By Alisdair Suttie 23 May 2012
Wednesday 23 May 2012. Fleet Voice Column.
We see it on the television every weekend now the sun is out and summer is here. From Formula One through World Rallying all the way to MotoGP on two wheels, you cannot move for motorsport. Well, until the Olympics nudges it off the schedules for a couple of weeks.
With all of this money and skill involved in making cars go ever faster on track or stage, you’d hope some of it would go into making our road cars that bit more efficient and better to drive.
Recently, it was pointed out that Formula One on its own generates as much turnover and revenue as the economy of France. That makes F1 equal to the world’s ninth largest economy, though some might argue F1 will eclipse France if Monsieur Hollande pursues his policies to the end.
Franco politics aside, this almost incredible statistic shows just how huge motorsport is, and that’s just one branch of it. Altogether, motorsport is an enormous business and one funded to a large degree by the cars we buy and run.
So, back to the question of what do we get out of it?
On the face of it, very little technology immediately trickles down from top-end motorsport to everyday driving. It even seems to be a reverse trend, with the likes of regenerative braking only appearing on Formula One cars recently when it was featuring on some road cars a few years back.
However, while France may be struggling to hold onto its top 10 spot in the economies of the world as F1 muscles in, we can look to our Gallic cousins for evidence of motorsport working its magic on road cars. Yup, it’s time for Le Mans and the 24 Hours du Mans.
The 24-hour race at Le Mans is great example of where road and track meet in technological terms. This is because the rules are ever-changing and evolving in an attempt to level the playing field so that pure prototype racers don’t simply march off into the distance every time with the big prize.
Unfortunately, motorsport is also very adept at interpreting rules and making the most of the slimmest advantage, so the prototype racers do march off with the main prizes. The last time they didn’t was when McLaren won first time in the F1 road-going supercar. Yes, it was a supercar, but it was also the first and only time a road car has won at Le Mans at the first attempt.
Sadly, the McLaren F1 was not a car in a position to filter technology to a road car sister model.
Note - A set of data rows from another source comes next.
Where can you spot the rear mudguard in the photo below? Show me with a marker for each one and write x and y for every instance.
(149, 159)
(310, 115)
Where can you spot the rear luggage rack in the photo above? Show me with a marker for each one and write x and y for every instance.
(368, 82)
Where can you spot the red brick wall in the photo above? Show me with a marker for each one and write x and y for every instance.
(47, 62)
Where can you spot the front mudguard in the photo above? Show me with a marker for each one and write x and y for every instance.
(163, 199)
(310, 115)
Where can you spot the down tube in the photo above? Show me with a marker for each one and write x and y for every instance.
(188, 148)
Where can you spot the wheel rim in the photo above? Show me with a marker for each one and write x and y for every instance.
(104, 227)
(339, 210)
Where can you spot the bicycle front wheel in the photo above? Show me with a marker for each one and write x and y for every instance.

However, with Audi and Peugeot taking such a keen interest in Le Mans, the technology they work on for their racers does feature in cars you and I can buy.
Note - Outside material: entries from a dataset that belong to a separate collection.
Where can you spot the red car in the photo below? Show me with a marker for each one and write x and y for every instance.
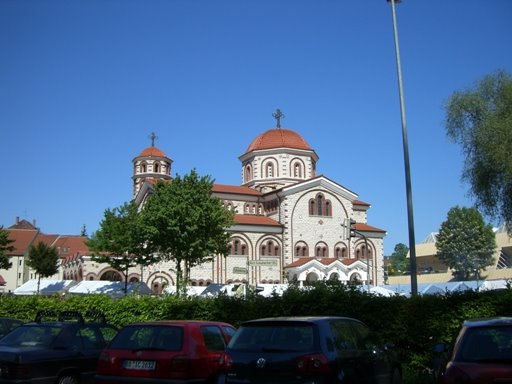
(482, 353)
(185, 351)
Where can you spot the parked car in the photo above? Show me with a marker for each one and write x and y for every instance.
(289, 350)
(185, 351)
(57, 348)
(482, 353)
(7, 324)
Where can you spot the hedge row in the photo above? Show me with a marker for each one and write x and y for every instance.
(413, 324)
Diesels have been the class of the field at Le Mans for many years now, with Audi starting the trend. This has led straight to direct injection technology for diesel engines in the Audis and other VW Group cars many of us drive for business every day.
There have also been major advances in the way a diesel engine’s turbocharger operates as a result of putting this technology to the ultimate test of endurance at Le Mans.
Renault may not compete at Le Mans, but it says the technology and knowledge garnered from motorsport means three quarters of the cars it will sell in 2015 will be diesel-powered.
Admittedly, there is a growth in diesel sales anyway and many more will come from diesel-hybrids, but that’s still a lot of diesel cars when history says they make up around half of the total sales in Europe.
For 2012, Audi has gone further with its fuel-saving technology with a car that uses four-wheel drive. However, this racer sticks with a traditional diesel engine for the rear wheels and electric motors for the front pair.
As the Audi racer slows, it uses regenerative braking to store electricity that it then releases back to the front wheels as and when required by the driver. Audi says this type of all-wheel drive system can be adapted to road use very easily as it is lightweight, compact and efficient as demanded by racing.
Others interested in electric power for racing are Nissan with their Leaf Nismo [pictured above] and Mitsubishi, which is attempting to beat the big power petrol engines at the Pikes Peak Hillclimb this year with a battery-powered car.
This sort of motorsport activity is essential to the development of the car and its power sources. Motorsport is a furnace where new tech can be forged and tempered in a short space of time.
The engineers and technicians who work in motorsport all have a can-do attitude that lets then push ahead when others think it cannot be done. It also mean they can jump start a technology that might otherwise take traditional car companies years to develop and incorporate into a useful working car.
When you sit back on a Sunday afternoon with a cup of tea, perhaps instead of thinking you could be Jenson Button or Jorge Lorenzo you should be thinking ‘I wonder which bit of that car or motorbike will be used in my next company car?’